E se questo fosse realizzabile, varrebbe la pena introdurre delle modifiche sostanziali al modo di interpretare la scuola e la didattica? Infine, tutto questo è possibile introducendo delle lezioni in cui si discute e approfondisce il tema delle emozioni?
Probabilmente avete già un’opinione al riguardo o forse ritenete che l’argomento non sia del tutto rilevante.

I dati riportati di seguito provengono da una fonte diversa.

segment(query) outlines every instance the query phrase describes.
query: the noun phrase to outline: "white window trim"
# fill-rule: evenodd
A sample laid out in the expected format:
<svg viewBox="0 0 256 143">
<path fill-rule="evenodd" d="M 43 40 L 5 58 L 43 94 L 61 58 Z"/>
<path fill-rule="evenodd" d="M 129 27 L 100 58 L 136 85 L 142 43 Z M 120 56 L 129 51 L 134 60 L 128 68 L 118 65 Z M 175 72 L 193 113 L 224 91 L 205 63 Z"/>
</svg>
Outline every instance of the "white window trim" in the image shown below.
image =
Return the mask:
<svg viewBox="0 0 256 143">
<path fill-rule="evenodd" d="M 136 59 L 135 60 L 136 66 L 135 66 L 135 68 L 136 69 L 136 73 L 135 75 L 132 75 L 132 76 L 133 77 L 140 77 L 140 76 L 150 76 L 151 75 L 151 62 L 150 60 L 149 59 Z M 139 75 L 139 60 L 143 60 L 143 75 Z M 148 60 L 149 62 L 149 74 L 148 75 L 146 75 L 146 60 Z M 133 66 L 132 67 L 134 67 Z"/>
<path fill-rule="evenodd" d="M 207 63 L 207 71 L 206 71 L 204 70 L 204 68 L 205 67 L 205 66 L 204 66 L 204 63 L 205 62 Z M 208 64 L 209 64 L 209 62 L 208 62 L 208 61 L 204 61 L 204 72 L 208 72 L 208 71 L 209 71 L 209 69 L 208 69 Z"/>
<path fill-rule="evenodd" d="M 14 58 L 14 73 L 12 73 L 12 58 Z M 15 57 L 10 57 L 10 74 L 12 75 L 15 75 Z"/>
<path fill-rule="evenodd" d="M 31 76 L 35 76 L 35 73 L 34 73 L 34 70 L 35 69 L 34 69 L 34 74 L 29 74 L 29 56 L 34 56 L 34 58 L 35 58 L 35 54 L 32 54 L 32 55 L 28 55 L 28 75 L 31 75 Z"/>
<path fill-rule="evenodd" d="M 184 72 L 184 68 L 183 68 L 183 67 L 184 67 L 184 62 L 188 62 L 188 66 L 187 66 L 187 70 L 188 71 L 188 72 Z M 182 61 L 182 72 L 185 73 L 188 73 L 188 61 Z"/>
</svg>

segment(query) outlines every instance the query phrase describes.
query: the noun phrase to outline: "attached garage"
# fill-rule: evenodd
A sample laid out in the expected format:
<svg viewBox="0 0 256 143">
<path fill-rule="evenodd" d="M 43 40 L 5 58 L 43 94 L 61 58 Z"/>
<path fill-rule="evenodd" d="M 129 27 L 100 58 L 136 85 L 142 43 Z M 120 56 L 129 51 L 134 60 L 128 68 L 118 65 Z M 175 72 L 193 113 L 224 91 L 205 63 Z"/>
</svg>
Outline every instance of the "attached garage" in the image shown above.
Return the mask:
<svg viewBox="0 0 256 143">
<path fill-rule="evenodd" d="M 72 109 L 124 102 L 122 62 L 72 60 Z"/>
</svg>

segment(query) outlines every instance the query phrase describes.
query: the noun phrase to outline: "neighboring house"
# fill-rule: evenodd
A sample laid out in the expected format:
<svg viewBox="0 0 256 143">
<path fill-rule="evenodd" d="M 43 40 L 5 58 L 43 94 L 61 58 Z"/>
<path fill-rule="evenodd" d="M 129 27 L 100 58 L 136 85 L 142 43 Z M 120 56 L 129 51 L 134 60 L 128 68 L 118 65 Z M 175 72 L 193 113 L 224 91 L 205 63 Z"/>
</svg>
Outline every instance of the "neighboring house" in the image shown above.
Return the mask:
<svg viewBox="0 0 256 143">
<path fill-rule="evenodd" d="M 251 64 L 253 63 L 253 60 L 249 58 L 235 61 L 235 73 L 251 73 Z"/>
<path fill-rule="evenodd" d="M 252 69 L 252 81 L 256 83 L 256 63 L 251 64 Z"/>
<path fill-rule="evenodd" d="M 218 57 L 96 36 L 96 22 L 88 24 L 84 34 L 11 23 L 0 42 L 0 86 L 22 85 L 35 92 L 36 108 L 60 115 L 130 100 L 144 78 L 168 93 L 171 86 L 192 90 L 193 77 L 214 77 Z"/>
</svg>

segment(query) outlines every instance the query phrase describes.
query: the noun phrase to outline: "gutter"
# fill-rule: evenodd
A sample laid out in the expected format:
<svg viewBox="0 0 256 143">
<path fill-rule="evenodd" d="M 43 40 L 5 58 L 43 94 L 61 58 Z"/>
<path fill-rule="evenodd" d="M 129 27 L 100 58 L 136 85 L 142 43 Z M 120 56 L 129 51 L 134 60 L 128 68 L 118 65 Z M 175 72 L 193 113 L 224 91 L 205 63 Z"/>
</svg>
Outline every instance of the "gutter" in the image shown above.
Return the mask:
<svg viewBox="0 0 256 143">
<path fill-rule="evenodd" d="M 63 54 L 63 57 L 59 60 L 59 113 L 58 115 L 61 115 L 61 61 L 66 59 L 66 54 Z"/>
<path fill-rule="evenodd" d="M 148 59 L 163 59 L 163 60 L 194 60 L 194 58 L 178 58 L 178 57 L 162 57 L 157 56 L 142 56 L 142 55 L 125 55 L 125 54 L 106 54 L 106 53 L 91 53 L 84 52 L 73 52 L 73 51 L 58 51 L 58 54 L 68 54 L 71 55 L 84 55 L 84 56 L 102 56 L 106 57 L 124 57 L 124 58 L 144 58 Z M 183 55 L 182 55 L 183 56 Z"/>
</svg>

Seguitemi in alcuni ragionamenti e verificate se qualcosa orienta in modo diverso la vostra opinione, il peso che date a questo tema o se quanto condiviso conferma le vostre valutazioni.
Partire dalla fine
Per soddisfare i più curiosi, partiamo dalla fine: i vissuti emotivi sono le esperienze che hanno il peso maggiore nella strutturazione e la funzionalità del nostro cervello e si comunicano in modo prevalentemente inconsapevole e non verbale.

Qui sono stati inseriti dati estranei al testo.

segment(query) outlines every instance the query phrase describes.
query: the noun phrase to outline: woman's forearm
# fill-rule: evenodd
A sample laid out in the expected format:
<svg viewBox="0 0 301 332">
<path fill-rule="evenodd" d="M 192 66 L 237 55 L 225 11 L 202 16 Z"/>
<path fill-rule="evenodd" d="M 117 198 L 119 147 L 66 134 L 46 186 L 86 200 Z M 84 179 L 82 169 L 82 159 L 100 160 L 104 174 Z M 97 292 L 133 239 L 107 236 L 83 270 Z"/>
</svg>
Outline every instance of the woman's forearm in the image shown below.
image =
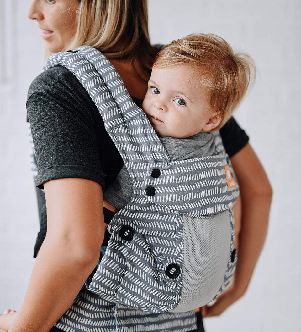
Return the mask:
<svg viewBox="0 0 301 332">
<path fill-rule="evenodd" d="M 71 305 L 97 264 L 99 254 L 77 257 L 77 249 L 58 242 L 46 236 L 9 332 L 48 332 Z"/>
<path fill-rule="evenodd" d="M 272 189 L 249 144 L 231 160 L 239 185 L 242 202 L 237 262 L 233 280 L 241 296 L 247 288 L 266 238 Z"/>
<path fill-rule="evenodd" d="M 237 261 L 233 281 L 240 296 L 247 290 L 266 235 L 271 197 L 262 194 L 243 199 Z"/>
</svg>

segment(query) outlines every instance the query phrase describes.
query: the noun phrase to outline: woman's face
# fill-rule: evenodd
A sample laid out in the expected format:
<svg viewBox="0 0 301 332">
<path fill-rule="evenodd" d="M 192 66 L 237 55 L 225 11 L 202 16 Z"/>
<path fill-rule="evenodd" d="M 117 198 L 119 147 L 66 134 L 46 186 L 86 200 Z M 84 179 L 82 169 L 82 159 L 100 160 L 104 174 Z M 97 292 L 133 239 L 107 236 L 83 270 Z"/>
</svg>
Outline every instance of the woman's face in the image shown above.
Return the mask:
<svg viewBox="0 0 301 332">
<path fill-rule="evenodd" d="M 46 47 L 55 53 L 67 47 L 76 30 L 77 0 L 32 0 L 28 11 L 31 20 L 36 20 Z"/>
</svg>

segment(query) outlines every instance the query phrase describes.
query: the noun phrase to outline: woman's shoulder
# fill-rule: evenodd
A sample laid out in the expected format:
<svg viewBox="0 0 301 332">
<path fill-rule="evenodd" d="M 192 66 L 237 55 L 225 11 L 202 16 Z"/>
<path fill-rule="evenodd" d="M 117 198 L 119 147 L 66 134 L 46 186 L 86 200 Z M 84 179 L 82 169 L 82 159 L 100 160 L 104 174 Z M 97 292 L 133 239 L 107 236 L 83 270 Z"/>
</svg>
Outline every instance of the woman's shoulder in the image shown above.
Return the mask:
<svg viewBox="0 0 301 332">
<path fill-rule="evenodd" d="M 83 88 L 75 75 L 67 68 L 57 66 L 43 72 L 33 80 L 28 90 L 27 99 L 33 93 L 51 91 L 64 88 L 62 94 L 68 90 L 82 90 Z"/>
</svg>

Ora riavvolgiamo il nastro e procediamo con gradualità riportando l’affermazione di uno degli scienziati che ha studiato con più attenzione lo sviluppo umano: Allan Schore, sostiene che la scoperta più importante della storia è stata quella di documentare che il nostro genoma si sviluppa in base alle esperienze sociali avvenute nei periodi critici.

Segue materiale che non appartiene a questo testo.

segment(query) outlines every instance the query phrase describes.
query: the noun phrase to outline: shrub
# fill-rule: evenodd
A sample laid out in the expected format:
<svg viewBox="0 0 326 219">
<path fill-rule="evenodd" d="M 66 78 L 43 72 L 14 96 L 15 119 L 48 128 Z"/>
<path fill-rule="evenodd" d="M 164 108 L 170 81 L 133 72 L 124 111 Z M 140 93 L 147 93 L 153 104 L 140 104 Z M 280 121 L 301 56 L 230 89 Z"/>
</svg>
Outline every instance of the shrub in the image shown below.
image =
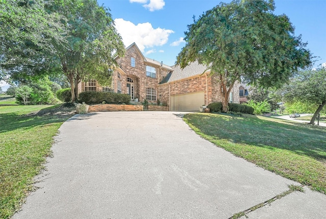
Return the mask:
<svg viewBox="0 0 326 219">
<path fill-rule="evenodd" d="M 70 88 L 64 88 L 59 90 L 57 92 L 57 98 L 62 102 L 70 102 L 71 101 Z"/>
<path fill-rule="evenodd" d="M 247 114 L 252 114 L 254 108 L 250 106 L 239 103 L 229 103 L 229 110 L 235 113 L 242 113 Z"/>
<path fill-rule="evenodd" d="M 254 109 L 253 114 L 255 115 L 261 115 L 264 113 L 270 111 L 270 105 L 267 102 L 267 99 L 262 102 L 256 102 L 250 100 L 247 103 L 246 103 L 246 105 L 251 106 Z"/>
<path fill-rule="evenodd" d="M 209 108 L 211 113 L 214 113 L 214 112 L 220 112 L 222 111 L 222 103 L 216 102 L 209 103 L 207 107 Z"/>
<path fill-rule="evenodd" d="M 131 97 L 128 94 L 108 92 L 87 91 L 79 94 L 78 101 L 88 104 L 99 104 L 103 101 L 107 103 L 129 104 Z"/>
</svg>

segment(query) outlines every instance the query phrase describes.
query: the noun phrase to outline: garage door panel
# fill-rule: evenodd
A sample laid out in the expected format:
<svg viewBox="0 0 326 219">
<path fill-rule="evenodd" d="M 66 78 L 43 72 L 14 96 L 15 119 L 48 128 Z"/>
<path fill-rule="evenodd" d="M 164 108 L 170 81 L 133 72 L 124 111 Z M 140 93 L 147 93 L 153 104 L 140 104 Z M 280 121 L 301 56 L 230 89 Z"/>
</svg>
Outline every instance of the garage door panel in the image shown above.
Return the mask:
<svg viewBox="0 0 326 219">
<path fill-rule="evenodd" d="M 198 111 L 205 104 L 205 92 L 171 96 L 172 111 Z"/>
</svg>

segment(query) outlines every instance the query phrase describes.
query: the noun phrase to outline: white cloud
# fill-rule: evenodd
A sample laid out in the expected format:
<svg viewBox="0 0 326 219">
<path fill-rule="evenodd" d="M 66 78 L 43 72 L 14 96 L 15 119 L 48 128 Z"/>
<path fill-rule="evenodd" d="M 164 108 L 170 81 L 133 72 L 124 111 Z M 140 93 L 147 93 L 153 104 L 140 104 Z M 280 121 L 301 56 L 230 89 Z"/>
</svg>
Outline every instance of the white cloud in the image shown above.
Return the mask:
<svg viewBox="0 0 326 219">
<path fill-rule="evenodd" d="M 178 46 L 181 43 L 184 43 L 185 41 L 183 40 L 183 37 L 180 37 L 179 38 L 178 40 L 173 42 L 172 43 L 170 44 L 170 46 Z"/>
<path fill-rule="evenodd" d="M 148 0 L 129 0 L 130 3 L 136 2 L 137 3 L 147 3 Z"/>
<path fill-rule="evenodd" d="M 135 25 L 122 18 L 117 18 L 114 22 L 125 45 L 128 46 L 134 42 L 142 52 L 144 52 L 145 48 L 166 44 L 170 35 L 174 33 L 172 30 L 154 29 L 149 22 Z"/>
<path fill-rule="evenodd" d="M 164 0 L 150 0 L 149 4 L 144 5 L 143 6 L 148 8 L 150 11 L 154 11 L 162 9 L 165 5 Z"/>
</svg>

Tutti i processi in cui siamo coinvolti sono mediati dal nostro sistema neurale e questo si sviluppa e si struttura sulla base delle nostre esperienze. Siamo il risultato di ciò che viviamo.
Questa caratteristica ci rende potenzialmente estremamente adattabili al contesto in cui cresciamo e, al tempo stesso, anche vulnerabili.
Se, infatti, l’ambiente in cui maturiamo non offre delle esperienze positive necessarie per la nostra crescita, ne risentiamo profondamente.
Sulla base di queste informazioni, quali credete sia la funzione principale della formazione scolastica?
Le nostre capacità dipendono dalle nostre esperienze
Stabilito che il nostro sviluppo, le nostre capacità e il nostro benessere dipendono dalle esperienze che viviamo, è importante sottolineare che quelle che hanno maggiore influenza sono di natura relazionale.
La ricerca scientifica evidenzia, infatti, che lo sviluppo del cervello si realizza all’interno della relazione con un altro cervello.
Tra queste esperienze, hanno maggiore impatto quelle precoci e quelle che hanno una connotazione emotiva.
In altre parole, l’aspetto più rilevante per la nostra crescita e benessere è la qualità della relazione di attaccamento e, pertanto, la qualità della relazione emotiva che abbiamo con il nostro caregiver primario.
Le esperienze precoci sono determinanti nello sviluppo delle funzioni cognitive, la regolazione emotiva, le capacità sociali e nel comportamento intenzionale.
Anche se queste hanno un impatto marcatamente più rilevante rispetto a qualsiasi evento di vita, nel corso della nostra intera esistenza le interazioni sociali, e soprattutto le relazioni che hanno una connotazione emotiva, modellano la struttura e le funzioni del nostro cervello.
Se immaginiamo il nostro cervello come una casa, le esperienze affettive precoci rappresentano le fondamenta e ogni altra esperienza affettiva successiva il materiale con cui costruiamo l’intero edificio.
Se pensiamo all’importanza delle esperienze emotive sul nostro benessere, dobbiamo immaginare allo stesso valore che hanno le mura e i pavimenti solidi in una casa.
Focalizzarsi sulla qualità delle relazioni emotive non è un lusso come non lo è terminare un pavimento prima di collocare un divano, una libreria o una nuova cucina.
Nel prossimo contributo espanderemo questo argomento. Per ora vorrei aggiungere un elemento.
Come una casa
Il materiale di costruzione per edificare non è costituito da parole. La vera comunicazione emotiva non è composta di lettere o frasi. A livello profondo, strutturale, non conta quello che diciamo o scriviamo.
“Tesoro, amore, micetto, sei tutta la mia vita,”, sono degli elementi di arredo come dei quadri o degli arazzi che adornano la parete ma non la rendono più robusta o isolante.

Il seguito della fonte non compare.